そうかこれが19歳の芥川賞か、綿矢りさ「蹴りたい背中」。

2011/05/18 18:33

5人中、4人の方がこのレビューが役に立ったと投票しています。

投稿者:オクー - この投稿者のレビュー一覧を見る

 19歳で芥川賞を取った、綿矢りさの「蹴りたい背中」。なるほど、こ
ういう話なのかぁ。内容をまったく知らなかったので勝手に韓国映画の
「猟奇的な彼女」みたいな女の子が主人公かと思っていた。けっこう元
気がいい感じの。蹴りたい、というタイトルだけでそう思ってしまう単
純さ、困ったものだ。さて、主人公の「私」だが、あまり元気ではない。
クラスでは完全にのけ者状態。理科の実験ではグループに入れない。暴
力でいじめられてるわけではないが、なんだかみんな遠巻きにしている。
それは結局、本人が知らず知らずのうちにバリアを張っちゃっているか
らなのだが…。ちょっとひねくれ者の彼女は、そういう状況で寂しい思
いをしながらも周囲に対して、ふん!、なんて思っている。
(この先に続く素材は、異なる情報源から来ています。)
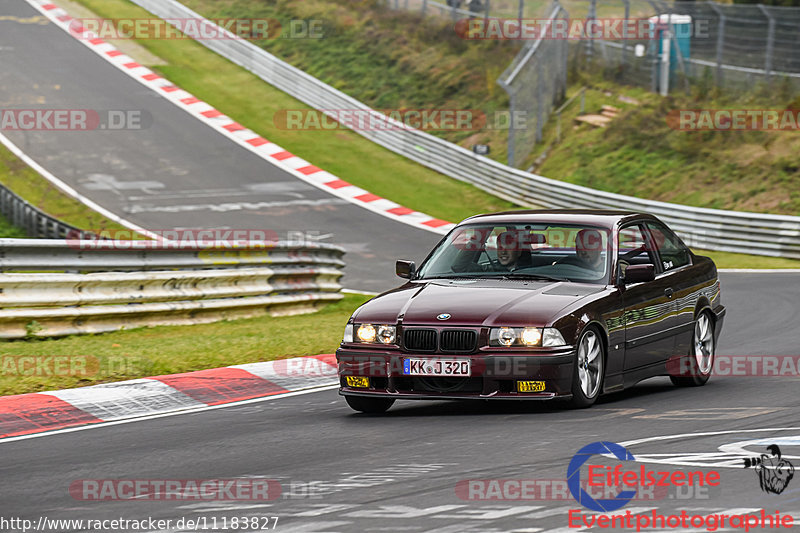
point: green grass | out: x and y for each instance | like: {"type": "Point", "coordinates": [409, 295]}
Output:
{"type": "Point", "coordinates": [640, 155]}
{"type": "Point", "coordinates": [733, 260]}
{"type": "Point", "coordinates": [161, 350]}
{"type": "Point", "coordinates": [8, 230]}
{"type": "Point", "coordinates": [36, 190]}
このあたり
の表現に自分を見たり、共感する読者は多いのではないだろうか。

 そして、もう一人、クラスの余計者になっている「にな川」という男
の子。オリチャンというモデルの熱狂的ファンである彼は、おたく風で
外見からしてさえない。この2人が互いの孤独をなめ合うように恋にで
も落ちれば「常道」なんだろうけど、そうはならない。そのかわりと言
ってはヘンだが「私」は「にな川」の背中を蹴りたいと思う。「この、
もの哀しく丸まった、無防備な背中を蹴りたい」と。2人の奇妙で微妙
な関係、そのどんよりした感じがとてもいい。こういう関係を非常にデ
リケートな言葉で表現する綿矢りさもなかなかだ。この小説、けっこう
好きだな。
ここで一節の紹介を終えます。